3: Meveretto Malikune, a black and white cat whom I took the liberty of making once. He was an old sona used back then, back when my interest was high in Fast and Furious, (which I still love!) His first name, Meveretto, (similar to Toretto), was inspired by that, and he was supposed to be the feline drifter and whatnot. Eventually, it was Kyosiko who became that.

4: Javelin was a bunny I had made based off of the animated Newgrounds animation _Bunnykill, _something I binge watched even when I finished it all. All in all, the creator eventually stopped making more, but Javelin lived on in memory, since the main character, (and a boatload of others), died in the animation. I made Javelin to be a red bunny with piercing yellow eyes, which applied for a good amount of time. He'll eventually undergo a re-design at some point.


And there you have it! All my old characters! (Not really, but you get the idea)


----------



## Kharne (Oct 26, 2020)

Jeanvoux the 3 Foot Fox said:


> My old sona happened to be.....phew, quite a lot really! I had to count.....142 of them....but to spare you the long, LONG list, I'll only name four.
> 
> 1: Vioko Moonlight, an old sona with the generic colors of black and red. I still use him, though he isn't a main. He was a uniquw Bloodfox species.
> 
> ...


Wow that's a lot! Good on you for counting, sure that took a while


----------



## pascalthepommie (Oct 26, 2020)

My first sona was a Hyena, I actually selected him because friends said I reminded them of one but it never felt completely right. He was kind masc and a bit too...fierce and manic. 
It wasn't until I started going to furry dances, I love to dance, that I felt the need for something a bit more soft and friendly. My absolute neeeed for a bouncy tail led me towards a Pomeranian. After the first time wearing my new custom pommie tail and ears I knew it was the perfect fit. Pascal is far more like me than my last sona was  I still have a special place in my heart for my yeen but my pommie is me.


----------



## Borophagus Metropolis (Oct 26, 2020)

Always been some kind of woof


----------



## Monosuki the Aurian (Oct 26, 2020)

Kharne said:


> Wow that's a lot! Good on you for counting, sure that took a while


Indeed it was! *Exhausted meow* But it was worth it in the fullest!


----------



## Zehlua (Oct 27, 2020)

Zumbaiiah the Thunder Dragon. He was black with grey stripes, yellow eyes, and brown leathery wings. Could see sound and spit lightning and roar like thunder. Had knives and spikes on his head, elbows, and feet. Sabre toothed as well. Big, cool guy. Guardian of a magic rainforest.


----------



## Raever (Oct 28, 2020)

I don't know if I can call her a Fursona per say, but she was an animal roleplay character I wrote on an old Wolf RP forum back in the day. It was on that same forum that a member of the community introduced me to FA (side note: That was the only member I knew who was a Furry over just a writer swept up in books like Warriors). 

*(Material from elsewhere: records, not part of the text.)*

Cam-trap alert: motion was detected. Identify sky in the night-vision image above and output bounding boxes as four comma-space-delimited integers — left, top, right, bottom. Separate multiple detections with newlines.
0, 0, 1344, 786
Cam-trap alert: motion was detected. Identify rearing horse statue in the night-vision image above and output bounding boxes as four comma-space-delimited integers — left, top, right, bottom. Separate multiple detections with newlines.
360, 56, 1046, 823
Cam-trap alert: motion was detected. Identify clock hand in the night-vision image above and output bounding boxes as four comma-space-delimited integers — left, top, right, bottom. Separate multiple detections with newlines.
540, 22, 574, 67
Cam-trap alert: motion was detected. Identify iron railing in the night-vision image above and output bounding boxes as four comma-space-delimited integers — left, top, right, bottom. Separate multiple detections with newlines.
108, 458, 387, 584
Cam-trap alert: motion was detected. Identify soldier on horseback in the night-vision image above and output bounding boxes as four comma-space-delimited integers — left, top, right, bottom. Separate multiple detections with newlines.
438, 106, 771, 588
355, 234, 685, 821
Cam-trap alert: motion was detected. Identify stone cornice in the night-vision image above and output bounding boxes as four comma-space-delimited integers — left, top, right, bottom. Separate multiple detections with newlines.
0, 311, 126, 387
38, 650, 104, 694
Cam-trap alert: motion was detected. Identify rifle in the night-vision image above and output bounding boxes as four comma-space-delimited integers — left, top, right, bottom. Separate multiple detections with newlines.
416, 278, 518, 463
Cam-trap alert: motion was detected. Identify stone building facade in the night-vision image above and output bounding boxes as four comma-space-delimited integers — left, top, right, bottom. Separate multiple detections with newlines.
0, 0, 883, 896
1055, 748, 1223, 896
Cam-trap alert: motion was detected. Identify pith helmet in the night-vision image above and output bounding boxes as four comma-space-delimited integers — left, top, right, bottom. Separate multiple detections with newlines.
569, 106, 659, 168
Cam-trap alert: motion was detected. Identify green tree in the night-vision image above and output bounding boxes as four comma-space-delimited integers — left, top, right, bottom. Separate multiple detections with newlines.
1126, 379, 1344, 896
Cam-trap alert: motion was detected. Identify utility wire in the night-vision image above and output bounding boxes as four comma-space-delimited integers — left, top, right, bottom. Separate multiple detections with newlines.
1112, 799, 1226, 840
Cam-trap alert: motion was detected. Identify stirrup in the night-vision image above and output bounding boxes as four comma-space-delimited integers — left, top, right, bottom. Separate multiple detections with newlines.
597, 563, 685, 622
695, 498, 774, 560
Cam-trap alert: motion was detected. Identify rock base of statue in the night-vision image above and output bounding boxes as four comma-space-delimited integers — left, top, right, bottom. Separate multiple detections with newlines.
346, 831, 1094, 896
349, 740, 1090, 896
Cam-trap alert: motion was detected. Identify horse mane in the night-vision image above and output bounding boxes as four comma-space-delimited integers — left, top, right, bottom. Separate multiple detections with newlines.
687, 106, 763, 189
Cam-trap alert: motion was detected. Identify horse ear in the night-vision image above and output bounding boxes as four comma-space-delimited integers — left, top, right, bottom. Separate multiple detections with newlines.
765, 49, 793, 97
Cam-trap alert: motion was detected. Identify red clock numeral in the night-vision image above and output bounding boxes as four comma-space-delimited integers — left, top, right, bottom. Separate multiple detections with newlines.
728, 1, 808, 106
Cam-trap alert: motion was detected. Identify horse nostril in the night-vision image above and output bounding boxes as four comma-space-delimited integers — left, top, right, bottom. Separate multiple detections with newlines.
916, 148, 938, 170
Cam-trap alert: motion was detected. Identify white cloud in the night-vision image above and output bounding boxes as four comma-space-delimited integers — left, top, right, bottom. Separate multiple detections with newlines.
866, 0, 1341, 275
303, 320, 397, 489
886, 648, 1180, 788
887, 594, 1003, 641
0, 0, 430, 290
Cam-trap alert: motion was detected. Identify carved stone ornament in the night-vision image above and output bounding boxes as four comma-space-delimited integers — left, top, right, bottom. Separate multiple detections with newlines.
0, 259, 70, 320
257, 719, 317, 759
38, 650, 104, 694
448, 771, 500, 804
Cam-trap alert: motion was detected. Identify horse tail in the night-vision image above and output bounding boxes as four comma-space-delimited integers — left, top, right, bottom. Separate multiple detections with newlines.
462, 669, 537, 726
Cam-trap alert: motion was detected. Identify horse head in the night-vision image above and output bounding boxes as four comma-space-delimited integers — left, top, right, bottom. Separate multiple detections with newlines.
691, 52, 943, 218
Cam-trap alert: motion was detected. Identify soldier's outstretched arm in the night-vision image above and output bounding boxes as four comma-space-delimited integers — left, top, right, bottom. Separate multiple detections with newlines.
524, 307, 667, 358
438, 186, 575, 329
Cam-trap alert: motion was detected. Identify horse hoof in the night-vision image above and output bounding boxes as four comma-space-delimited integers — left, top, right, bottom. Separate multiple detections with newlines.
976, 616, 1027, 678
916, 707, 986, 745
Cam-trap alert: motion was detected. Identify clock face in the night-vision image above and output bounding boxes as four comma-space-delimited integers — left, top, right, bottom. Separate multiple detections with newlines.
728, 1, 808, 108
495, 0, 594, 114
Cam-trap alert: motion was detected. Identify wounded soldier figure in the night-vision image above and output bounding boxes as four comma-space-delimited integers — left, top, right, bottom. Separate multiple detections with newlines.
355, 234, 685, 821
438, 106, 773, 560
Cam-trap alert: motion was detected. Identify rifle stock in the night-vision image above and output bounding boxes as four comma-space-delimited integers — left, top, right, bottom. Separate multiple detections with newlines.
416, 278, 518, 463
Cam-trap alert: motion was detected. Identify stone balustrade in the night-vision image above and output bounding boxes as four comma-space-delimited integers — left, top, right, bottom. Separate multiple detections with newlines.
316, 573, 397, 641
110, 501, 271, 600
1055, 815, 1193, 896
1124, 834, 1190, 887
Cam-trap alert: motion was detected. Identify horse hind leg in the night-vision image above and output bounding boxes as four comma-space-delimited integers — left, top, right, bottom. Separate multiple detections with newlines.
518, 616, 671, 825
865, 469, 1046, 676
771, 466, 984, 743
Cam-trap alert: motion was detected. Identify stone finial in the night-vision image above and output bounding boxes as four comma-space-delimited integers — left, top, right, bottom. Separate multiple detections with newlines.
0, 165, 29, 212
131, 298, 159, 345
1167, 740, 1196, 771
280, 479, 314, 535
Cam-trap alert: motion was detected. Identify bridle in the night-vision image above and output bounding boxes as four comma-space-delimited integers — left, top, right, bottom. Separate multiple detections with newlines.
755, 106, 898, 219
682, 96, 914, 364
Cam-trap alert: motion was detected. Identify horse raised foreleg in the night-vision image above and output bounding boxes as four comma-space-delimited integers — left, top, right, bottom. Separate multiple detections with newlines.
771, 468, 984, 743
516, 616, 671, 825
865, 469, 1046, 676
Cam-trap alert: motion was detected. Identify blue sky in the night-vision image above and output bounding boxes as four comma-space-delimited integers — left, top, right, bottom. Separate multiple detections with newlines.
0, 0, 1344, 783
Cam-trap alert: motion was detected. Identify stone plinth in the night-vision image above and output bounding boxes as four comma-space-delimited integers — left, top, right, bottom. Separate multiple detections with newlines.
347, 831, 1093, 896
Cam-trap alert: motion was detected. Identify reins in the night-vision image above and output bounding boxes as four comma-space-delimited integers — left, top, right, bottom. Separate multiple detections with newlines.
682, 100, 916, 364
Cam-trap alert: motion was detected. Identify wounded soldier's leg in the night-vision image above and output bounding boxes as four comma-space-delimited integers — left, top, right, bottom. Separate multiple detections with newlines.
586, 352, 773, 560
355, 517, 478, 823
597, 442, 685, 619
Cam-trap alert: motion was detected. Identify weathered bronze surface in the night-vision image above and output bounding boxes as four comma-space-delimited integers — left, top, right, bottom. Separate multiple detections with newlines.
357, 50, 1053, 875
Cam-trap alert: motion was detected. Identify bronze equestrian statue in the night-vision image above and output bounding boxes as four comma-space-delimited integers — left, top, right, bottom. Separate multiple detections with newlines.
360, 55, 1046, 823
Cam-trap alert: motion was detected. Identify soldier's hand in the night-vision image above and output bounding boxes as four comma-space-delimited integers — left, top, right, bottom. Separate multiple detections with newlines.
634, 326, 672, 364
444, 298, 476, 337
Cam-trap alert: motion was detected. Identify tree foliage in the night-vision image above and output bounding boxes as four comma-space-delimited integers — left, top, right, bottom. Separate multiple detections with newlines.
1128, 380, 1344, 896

So, I give to you an 8+ year old woofer who could be considered my first "Sona"...Revy.



Revy was what was known as a "Virosa" (a species of fantasy Wolf on the site; they were known for being savage, superstitious, and having Scavenger tendencies). She was initially away from the main pack, working with nomads and tricksters as a way to stay close to loved ones. However, due to a spying mission gone wrong she was captured in the middle of a war zone and her pack presumed her to be dead.

In reality I wound up leaving the site due to personal reasons and after a few years the forum itself died. So the roleplay ended.

RIP winged woofer.

Side note: Yes, that is a mask from Bleach. I was a total weeb as a kid and I kind of find it amusing nowadays. I have humored getting art redrawn of her if only to get something of a "closure" for the character but...because the artist who initially did the gift art (https://www.furaffinity.net/user/priestessshizuka) isn't usually open for commissions, I haven't really seized the opportunity.

Extra note: please keep in mind this art is VERY old and also was done for free. The artist is so, so talented and should not at all be judged by my tween weeb trash requests of years past lol.


----------



## Lyrule (Oct 28, 2020)

For me it was an arctic wolf called Oreo. xD Her design (or lack there of, lol) has since been retired and I no longer use her since I don't resonate with her anymore. Now I've got better, more devolved characters so I guess I have Oreo to thank for kickstarting the process. : )


----------



## Deleted member 115426 (Oct 28, 2020)

Still a dragon but now I have more cow like features. Here's my old version of Ovi.


----------



## Eremurus (Oct 28, 2020)

I've only ever had one fursona.


----------



## Guifrog (Oct 28, 2020)

When I was 14 and participated in Sonic circles I'd be Guifox, a one-tailed Tails recolor. Two years later I became Guifrog, but green. Took more than a decade before I'd look back at my character and revamp it to a blue poison frog


----------



## Matt the Terrier (Oct 28, 2020)

Believe it or not, Matt the Terrier was not the first thing I considered being. The first thing I considered was being a Mammoth Mutt re-color (gee, I wonder why), and then I toyed around with being a cat for a short period of time before I created my current sona in 2008.


----------



## Jackpot Raccuki (Oct 28, 2020)

A grizzly bear that was mixed with a custom species of mine, basically a grizzly bear but more fluff and some canine features, a lot of people will know him since I was him for most of my time on the forums.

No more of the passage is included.